Boris Johnson démissionne du parlement après avoir été reconnu coupable de mentir sur les fêtes tenues durant la pandémie

La démission de l'ancien Premier ministre Boris Johnson du Parlement le 9 juin est une étape importante dans la virulente guerre de factions au sein d'un gouvernement conservateur détesté.

La cause immédiate de la démission de Johnson a été la conclusion à laquelle est parvenue une enquête de la Commission des privilèges parlementaires, composée de sept députés, sur la tenue de fêtes illégales au Parlement et, à mesure que le scandale se développait, également à la résidence de campagne de Johnson, Checkers, durant les confinements de la pandémie.

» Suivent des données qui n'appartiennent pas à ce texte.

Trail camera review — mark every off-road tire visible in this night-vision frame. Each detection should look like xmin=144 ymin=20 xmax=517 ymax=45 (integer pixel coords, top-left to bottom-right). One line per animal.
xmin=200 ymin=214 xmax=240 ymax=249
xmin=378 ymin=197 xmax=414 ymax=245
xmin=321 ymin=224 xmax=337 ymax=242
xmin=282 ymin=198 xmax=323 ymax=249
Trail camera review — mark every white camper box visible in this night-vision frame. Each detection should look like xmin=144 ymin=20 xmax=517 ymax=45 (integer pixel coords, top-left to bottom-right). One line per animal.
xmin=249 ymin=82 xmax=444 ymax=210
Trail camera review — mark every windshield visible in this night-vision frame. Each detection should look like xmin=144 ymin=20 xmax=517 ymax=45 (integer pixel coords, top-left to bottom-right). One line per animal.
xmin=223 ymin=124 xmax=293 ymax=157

Boris Johnson quitte sa maison de Londres, le mercredi 22 mars 2023. L'ex-Premier ministre britannique a été interrogé mercredi 7 juin par un comité de législateurs sur la question de savoir s'il avait induit le Parlement en erreur au sujet des fêtes illégales dans les bâtiments gouvernementaux pendant la pandémie de coronavirus. [AP Photo/Alberto Pezzali]

La commission parlementaire, dirigée par Harriet Harman du Parti travailliste mais avec une majorité de quatre députés conservateurs, a conclu que Johnson avait fait des déclarations inexactes au point d’être irresponsables et avait délibérément menti aux députés lors du scandale du «Partygate» ; ceci, aggravé par des affirmations inexactes faites sous serment lorsqu'il a été interrogé par la commission. L'outrage délibéré au Parlement signifiait que la commission recommanderait plus que la suspension de 10 jours requise et déclencherait une élection pour le siège parlementaire de Johnson dans une circonscription très contestée pouvant forcer la tenue d’une élection partielle.

Johnson a eu accès au rapport de la commission à l'avance par l'intermédiaire de ses avocats. On lui a dit séparément que le gouvernement ne demanderait pas aux députés conservateurs de voter contre les sanctions recommandées par la commission. Johnson avait également conclu un accord avec le Premier ministre Rishi Sunak pour approuver sa liste d’honneur de démission, récompensant ses alliés dans le scandale du « Partygate » et plus de 40 de ses plus proches collaborateurs.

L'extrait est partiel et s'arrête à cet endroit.